Bahas Jaminan Kesehatan Nasional untuk Korban Tindak Pidana RDP Komisi XIII DPR RI Bersama LPSK, Kementerian Kesehatan, BPJS Kesehatan, dan BPJS Ketenagakerjaan
Revisi beberapa kebijakan yang terkait jaminan kesehatan menjadi prioritas dalam Rapat Dengar Pendapat (RDP) Komisi XIII DPR RI antara Lembaga Perlindungan Saksi dan Korban (LPSK) bersama Kementerian Kesehatan, BPJS Kesehatan, dan BPJS Ketenagakerjaan pada Selasa (18/3/2025).
Isu perubahan peraturan terkait jaminan Kesehatan muncul setelah diskusi terkait korban tindak pidana yang kerap tidak ditanggung BPJS karena adanya pengaturan tentang pembatasan hak atas kesehatan berupa pembatasan terhadap jenis-jenis pelayanan yang tidak dijamin BPJ, khususnya pelayanan kesehatan akibat tindak pidana sebagai pelayanan kesehatan yang tidak dijamin akibat tindak pidana sebagaimana tercantum dalam ketentuan Pasal 52 ayat (1) huruf (r) Perpres No. 82 Tahun 2018 yang telah diubah melalui Perpres No. 59 Tahun 2024 tentang Jaminan Kesehatan.
Ketentuan tersebut sesungguhnya telah diubah dengan penambahan frasa “yang telah dijamin melalui skema pendanaan lain yang dilaksanakan kementerian/lembaga yang dilaksanakan kementerian/lembaga atau Pemerintah Daerah sesuai dengan ketentuan peraturan perundang-undangan”. Penambahan frasa tersebut mengandung makna ketika korban tindak pidana yang merupakan peserta program JKN (Jaminan Kesehatan Nasional) belum dijamin layanan kesehatannya melalui skema pendanaan lain harus mendapat jaminan dari BPJS melalui program JKN.
Kebijakan lain yang Komisi XIII rekomendasikan untuk diubah yakni UU No.40 tahun 2004 tentang Sistem Jaminan Sosial Nasional terkait dengan layanan kesehatan untuk saksi dan korban.

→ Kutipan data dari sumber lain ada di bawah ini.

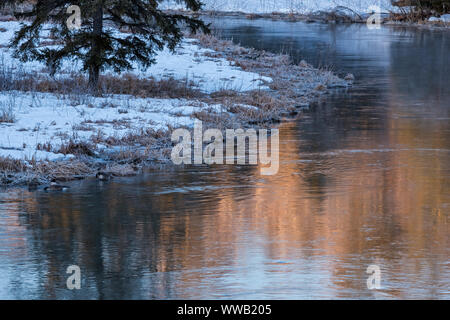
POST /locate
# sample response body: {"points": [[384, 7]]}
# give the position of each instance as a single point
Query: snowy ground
{"points": [[297, 6], [43, 121]]}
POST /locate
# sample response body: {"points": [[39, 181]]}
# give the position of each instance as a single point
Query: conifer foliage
{"points": [[97, 43]]}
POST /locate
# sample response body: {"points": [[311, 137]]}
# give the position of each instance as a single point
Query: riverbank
{"points": [[340, 14], [51, 129]]}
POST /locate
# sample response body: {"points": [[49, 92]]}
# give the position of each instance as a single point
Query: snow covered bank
{"points": [[287, 6], [43, 122], [61, 132]]}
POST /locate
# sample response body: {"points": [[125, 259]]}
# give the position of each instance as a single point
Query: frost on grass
{"points": [[51, 127]]}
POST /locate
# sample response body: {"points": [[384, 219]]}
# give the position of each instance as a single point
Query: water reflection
{"points": [[364, 179]]}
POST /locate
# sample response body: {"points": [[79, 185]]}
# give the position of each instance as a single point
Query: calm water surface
{"points": [[364, 179]]}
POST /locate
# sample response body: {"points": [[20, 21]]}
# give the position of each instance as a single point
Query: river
{"points": [[364, 180]]}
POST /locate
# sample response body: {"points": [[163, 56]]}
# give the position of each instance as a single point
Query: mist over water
{"points": [[364, 179]]}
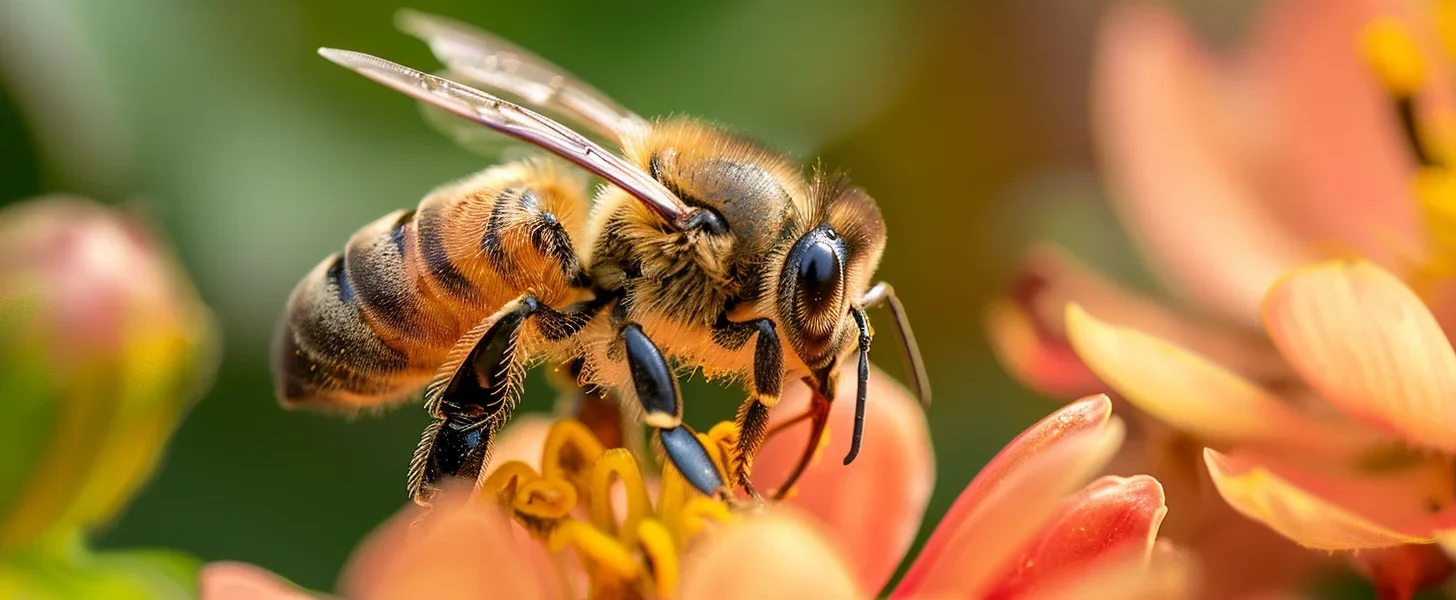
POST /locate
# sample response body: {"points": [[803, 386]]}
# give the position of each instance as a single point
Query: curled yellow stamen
{"points": [[661, 555], [1394, 56], [698, 511], [722, 447], [505, 479], [570, 452], [596, 546], [545, 498], [618, 465]]}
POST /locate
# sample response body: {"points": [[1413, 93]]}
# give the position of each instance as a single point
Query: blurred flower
{"points": [[1362, 458], [104, 345], [1021, 526], [1330, 134]]}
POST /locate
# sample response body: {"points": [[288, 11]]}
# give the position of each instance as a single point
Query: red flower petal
{"points": [[1107, 517]]}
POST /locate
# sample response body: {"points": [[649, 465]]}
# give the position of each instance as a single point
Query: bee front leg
{"points": [[663, 409], [765, 388], [475, 391]]}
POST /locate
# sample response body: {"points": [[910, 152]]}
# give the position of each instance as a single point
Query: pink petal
{"points": [[1180, 185], [891, 478], [1399, 573], [1012, 498], [1169, 574], [1028, 328], [460, 549], [1344, 169], [776, 555], [1110, 516], [1369, 344], [1335, 511], [242, 581]]}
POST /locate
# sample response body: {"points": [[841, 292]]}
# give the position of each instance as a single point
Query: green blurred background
{"points": [[216, 120]]}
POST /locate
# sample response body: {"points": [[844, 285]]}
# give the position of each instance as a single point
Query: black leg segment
{"points": [[862, 322], [765, 388], [663, 409], [473, 395]]}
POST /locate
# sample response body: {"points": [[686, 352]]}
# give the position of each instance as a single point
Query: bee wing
{"points": [[495, 64], [521, 124]]}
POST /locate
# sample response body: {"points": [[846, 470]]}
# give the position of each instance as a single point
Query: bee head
{"points": [[826, 270]]}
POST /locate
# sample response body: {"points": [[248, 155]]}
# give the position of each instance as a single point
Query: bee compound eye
{"points": [[820, 270]]}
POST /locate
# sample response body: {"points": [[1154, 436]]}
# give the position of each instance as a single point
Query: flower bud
{"points": [[104, 345]]}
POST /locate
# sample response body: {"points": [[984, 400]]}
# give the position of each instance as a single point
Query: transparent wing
{"points": [[478, 57], [521, 124]]}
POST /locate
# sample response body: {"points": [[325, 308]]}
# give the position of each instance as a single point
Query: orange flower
{"points": [[1362, 458], [1331, 134], [1021, 526]]}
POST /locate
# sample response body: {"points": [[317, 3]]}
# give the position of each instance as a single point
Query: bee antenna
{"points": [[864, 382]]}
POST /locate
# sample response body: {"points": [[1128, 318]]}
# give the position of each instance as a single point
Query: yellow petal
{"points": [[1299, 514], [1194, 395], [1369, 344]]}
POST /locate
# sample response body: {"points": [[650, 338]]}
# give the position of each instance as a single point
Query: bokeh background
{"points": [[219, 124]]}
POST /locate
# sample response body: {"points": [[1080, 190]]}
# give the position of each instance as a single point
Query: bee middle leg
{"points": [[661, 401], [765, 388], [476, 389]]}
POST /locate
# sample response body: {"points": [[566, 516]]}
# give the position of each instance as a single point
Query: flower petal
{"points": [[776, 555], [1028, 328], [891, 478], [1108, 517], [1199, 396], [1399, 573], [1169, 574], [1328, 511], [1341, 163], [1181, 188], [459, 549], [1012, 498], [1369, 344], [243, 581]]}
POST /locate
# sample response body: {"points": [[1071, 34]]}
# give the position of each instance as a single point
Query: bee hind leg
{"points": [[663, 409], [475, 391]]}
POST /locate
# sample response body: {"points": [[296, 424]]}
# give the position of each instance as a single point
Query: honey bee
{"points": [[701, 249]]}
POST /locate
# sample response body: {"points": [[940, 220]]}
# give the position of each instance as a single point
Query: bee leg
{"points": [[765, 388], [596, 408], [476, 389], [663, 409], [883, 293]]}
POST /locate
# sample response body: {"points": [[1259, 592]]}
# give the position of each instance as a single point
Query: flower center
{"points": [[1430, 131], [596, 503]]}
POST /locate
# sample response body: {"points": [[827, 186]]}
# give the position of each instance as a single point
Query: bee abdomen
{"points": [[328, 354], [390, 297]]}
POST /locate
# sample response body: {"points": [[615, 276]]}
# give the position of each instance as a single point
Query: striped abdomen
{"points": [[372, 324]]}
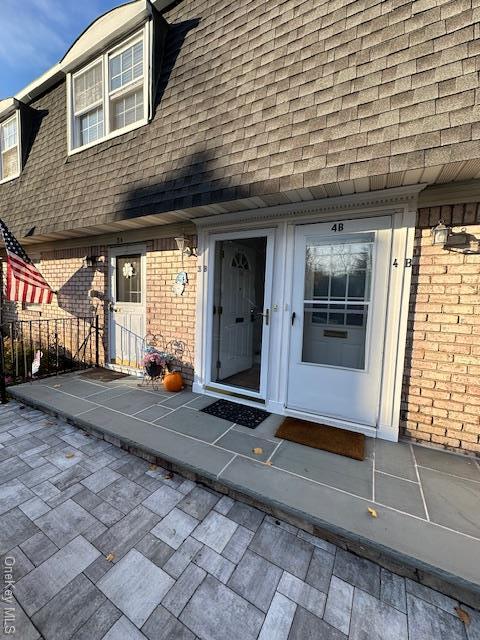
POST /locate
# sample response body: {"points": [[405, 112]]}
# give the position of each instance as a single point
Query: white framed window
{"points": [[10, 148], [110, 95]]}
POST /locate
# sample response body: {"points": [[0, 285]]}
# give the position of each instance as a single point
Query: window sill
{"points": [[10, 178], [110, 136]]}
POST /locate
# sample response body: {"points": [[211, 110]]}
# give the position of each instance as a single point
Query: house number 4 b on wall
{"points": [[407, 263]]}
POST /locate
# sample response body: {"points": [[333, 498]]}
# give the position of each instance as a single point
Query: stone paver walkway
{"points": [[96, 543], [427, 500]]}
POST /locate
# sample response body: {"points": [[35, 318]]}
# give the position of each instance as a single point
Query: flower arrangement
{"points": [[157, 362]]}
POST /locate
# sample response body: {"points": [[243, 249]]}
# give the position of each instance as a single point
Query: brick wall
{"points": [[171, 316], [441, 394], [80, 294]]}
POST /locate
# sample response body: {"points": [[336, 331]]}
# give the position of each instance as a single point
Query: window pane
{"points": [[88, 88], [129, 280], [10, 163], [337, 283], [340, 269], [9, 134], [126, 66], [91, 126], [127, 110]]}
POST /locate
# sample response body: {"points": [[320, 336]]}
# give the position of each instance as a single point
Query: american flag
{"points": [[25, 283]]}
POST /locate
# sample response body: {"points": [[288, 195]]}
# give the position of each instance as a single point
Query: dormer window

Ketua LPSK Achmadi mengatakan, seluruh pihak dapat mencermati peraturan yang berkaitan dengan jaminan kesehatan nasional karena itu berkaitan dengan HAM. “Hak atas kesehatan merupakan hak yang inklusif dan setiap orang berhak atas jaminan kesehatan nasional berdasarkan jaminan negara melalui BPJS,” ungkapnya.
Diharapkan Pasal 52 ayat 1 huruf r dalam Perpres 59 tahun 2024 dapat diimplementasikan untuk memperoleh manfaat pemeliharaan kesehatan dan perlindungan dalam memenuhi kebutuhan dasar kesehatan masyarakat.

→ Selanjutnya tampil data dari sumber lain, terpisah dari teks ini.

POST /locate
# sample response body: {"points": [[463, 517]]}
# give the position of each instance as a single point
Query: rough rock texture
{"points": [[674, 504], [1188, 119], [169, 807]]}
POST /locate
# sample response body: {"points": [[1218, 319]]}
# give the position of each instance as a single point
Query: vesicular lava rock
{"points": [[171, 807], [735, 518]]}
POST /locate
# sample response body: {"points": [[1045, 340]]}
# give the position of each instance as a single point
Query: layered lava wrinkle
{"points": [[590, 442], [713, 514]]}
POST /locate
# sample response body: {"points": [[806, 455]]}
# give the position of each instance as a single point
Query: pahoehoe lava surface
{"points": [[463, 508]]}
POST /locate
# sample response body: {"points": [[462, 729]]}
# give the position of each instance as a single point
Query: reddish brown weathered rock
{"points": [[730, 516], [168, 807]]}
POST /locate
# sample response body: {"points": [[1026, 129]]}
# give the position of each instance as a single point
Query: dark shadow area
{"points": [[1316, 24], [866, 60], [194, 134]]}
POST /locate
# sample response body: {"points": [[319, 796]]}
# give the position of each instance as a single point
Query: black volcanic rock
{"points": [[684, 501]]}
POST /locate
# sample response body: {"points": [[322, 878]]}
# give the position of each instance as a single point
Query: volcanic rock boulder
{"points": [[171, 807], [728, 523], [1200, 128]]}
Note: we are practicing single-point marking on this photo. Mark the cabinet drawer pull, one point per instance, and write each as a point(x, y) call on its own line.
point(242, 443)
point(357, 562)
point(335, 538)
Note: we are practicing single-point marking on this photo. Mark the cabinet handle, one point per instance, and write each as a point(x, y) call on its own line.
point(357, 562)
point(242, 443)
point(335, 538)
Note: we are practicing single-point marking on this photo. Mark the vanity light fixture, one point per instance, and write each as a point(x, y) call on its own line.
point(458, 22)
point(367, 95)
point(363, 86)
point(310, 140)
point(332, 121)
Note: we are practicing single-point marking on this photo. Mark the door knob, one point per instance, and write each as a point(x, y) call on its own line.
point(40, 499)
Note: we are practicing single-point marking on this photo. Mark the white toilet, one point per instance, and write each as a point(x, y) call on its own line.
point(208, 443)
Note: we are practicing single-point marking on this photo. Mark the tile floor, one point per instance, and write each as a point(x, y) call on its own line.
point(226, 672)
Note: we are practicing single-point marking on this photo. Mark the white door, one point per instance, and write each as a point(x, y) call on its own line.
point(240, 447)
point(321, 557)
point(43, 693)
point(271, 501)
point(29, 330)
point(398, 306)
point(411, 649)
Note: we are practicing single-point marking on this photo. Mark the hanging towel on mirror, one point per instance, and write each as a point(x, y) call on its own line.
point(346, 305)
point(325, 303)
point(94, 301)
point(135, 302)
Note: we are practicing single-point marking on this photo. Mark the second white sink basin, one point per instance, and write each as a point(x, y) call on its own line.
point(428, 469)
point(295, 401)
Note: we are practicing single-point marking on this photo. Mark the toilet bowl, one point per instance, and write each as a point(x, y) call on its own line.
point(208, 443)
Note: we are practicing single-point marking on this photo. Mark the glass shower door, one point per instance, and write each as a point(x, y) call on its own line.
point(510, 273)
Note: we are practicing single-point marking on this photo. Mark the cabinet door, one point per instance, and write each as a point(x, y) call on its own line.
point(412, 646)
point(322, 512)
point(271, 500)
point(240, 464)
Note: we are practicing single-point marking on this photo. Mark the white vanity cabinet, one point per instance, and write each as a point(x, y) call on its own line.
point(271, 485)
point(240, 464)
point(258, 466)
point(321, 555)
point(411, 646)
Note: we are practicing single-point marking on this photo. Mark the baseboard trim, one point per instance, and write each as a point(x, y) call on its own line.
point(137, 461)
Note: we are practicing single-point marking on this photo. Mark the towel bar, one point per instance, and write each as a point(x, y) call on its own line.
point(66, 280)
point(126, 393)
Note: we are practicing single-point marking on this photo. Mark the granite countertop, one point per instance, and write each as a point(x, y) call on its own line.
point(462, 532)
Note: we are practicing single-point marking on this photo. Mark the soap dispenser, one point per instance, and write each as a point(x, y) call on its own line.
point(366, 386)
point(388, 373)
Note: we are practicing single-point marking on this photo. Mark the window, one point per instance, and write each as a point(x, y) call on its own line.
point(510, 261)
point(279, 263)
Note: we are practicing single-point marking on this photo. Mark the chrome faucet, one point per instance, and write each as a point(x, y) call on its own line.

RDP ini juga membahas mekanisme Pernyataan Piutang Negara Telah Optimal (PPNTO) yang dapat digunakan untuk pembiayaan bantuan medis untuk saksi dan korban. Oleh karena itu, Komisi XIII mendorong LPSK dan Kementerian Kesehatan untuk mengajukan mekanisme tersebut sebagai landasan hukum untuk penghapusan atau membebaskan biaya perawatan rumah sakit terhadap korban tindak pidana.